La Catholique



This is old timey. I live here now.

Orwell vs. Huxley, Part Deux

My first thoughts on Orwell and Huxley are pretty much what is here. [link removed and I swear what it was linked to was in no way something that could get me fired].

Although I’ve never stopped writing, and never stopped wanting to make a living at writing, listening to this On The Media story on George Orwell made me realize that I had utterly given up some part of my ambition to be a writer. 

The specific ambition is not the one to put down words, or to make people listen to me, or prove I exist in the universe by creating something.  Rather it is the ambition to have the skill, as George Packer describes Orwell as having, to spin out the commonplace and mundane into something that helps illustrate some universal truth. 

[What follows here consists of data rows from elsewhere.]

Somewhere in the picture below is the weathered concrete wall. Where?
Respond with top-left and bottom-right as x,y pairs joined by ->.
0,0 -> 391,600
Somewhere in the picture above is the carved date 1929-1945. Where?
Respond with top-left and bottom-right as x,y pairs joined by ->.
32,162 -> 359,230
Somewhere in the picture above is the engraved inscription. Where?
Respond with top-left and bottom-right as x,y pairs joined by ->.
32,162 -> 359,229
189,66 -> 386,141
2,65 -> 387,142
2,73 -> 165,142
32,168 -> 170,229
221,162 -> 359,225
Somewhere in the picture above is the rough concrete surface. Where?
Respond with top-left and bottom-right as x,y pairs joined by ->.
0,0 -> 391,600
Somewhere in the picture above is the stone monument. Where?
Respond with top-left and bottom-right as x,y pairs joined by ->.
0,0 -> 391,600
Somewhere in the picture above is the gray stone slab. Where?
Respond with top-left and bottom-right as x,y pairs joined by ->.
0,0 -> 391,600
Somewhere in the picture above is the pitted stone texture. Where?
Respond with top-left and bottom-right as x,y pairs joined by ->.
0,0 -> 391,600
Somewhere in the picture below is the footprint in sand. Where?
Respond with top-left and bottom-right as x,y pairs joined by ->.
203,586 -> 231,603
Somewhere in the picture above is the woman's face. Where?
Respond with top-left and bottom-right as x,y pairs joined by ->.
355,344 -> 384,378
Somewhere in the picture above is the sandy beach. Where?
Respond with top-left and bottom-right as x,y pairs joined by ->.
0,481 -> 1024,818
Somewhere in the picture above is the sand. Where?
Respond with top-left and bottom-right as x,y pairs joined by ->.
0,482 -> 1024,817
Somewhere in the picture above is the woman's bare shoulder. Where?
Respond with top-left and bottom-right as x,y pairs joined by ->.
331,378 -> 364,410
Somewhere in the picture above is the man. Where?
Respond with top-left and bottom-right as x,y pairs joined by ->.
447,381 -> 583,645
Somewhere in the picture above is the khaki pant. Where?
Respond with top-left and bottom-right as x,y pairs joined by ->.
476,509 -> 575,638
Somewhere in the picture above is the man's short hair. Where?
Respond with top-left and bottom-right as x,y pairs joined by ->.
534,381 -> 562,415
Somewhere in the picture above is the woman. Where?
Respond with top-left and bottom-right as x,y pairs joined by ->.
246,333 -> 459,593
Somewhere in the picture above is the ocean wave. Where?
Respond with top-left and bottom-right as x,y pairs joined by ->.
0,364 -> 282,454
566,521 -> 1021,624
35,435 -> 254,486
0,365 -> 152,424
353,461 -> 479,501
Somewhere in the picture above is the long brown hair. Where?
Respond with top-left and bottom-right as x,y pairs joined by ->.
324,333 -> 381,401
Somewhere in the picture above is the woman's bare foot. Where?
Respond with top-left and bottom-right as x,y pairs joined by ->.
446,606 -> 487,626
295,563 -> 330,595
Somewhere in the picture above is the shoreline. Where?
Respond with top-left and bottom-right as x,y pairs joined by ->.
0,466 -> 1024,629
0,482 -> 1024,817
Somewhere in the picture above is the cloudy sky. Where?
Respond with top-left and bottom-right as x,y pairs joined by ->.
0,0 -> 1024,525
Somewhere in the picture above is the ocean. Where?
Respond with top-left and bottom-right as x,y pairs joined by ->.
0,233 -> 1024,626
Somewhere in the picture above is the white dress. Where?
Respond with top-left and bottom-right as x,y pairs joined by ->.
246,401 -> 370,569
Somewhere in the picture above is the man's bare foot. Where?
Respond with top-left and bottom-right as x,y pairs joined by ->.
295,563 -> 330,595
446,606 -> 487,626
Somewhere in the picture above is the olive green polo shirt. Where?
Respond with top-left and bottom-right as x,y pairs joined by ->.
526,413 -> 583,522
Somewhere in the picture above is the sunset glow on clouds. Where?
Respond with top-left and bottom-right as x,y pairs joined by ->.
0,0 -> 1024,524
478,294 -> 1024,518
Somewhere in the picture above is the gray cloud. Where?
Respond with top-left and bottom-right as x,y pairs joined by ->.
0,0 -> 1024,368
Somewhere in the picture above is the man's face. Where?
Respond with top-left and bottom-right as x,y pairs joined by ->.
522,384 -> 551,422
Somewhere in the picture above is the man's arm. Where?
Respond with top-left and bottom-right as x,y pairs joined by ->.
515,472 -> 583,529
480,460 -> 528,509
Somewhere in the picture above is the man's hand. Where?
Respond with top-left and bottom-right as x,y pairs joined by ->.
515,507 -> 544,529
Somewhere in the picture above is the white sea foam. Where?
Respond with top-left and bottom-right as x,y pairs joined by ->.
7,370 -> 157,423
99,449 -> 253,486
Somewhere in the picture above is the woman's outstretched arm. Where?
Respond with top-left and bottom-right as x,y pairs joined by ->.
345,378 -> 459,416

At some point, without even being aware of it, I stopped thinking I was a person who had the education/intelligence/insight/right to do this.

Maybe I don’t.  I mean, I mainly write about reality television and sugar, so it’s enitrely possible that I will never be able to do something on even the tiniest scale approaching what a Real Writer like Orwell can.

But what was jarring was realizing this ambition just evaporated into the humbling nature of adult life without a fight, without even being aware of it.

Thinking about this confirmed for me once again that although I still much prefer Orwell’s body of work, Huxley’s dystopian vision was a lot clearer, at least for the industrialized world.  The totalitarianism that is most effective is not the one that is an outside oppressor; rather it’s the one that gets inside your head and convinces you there’s no point in trying.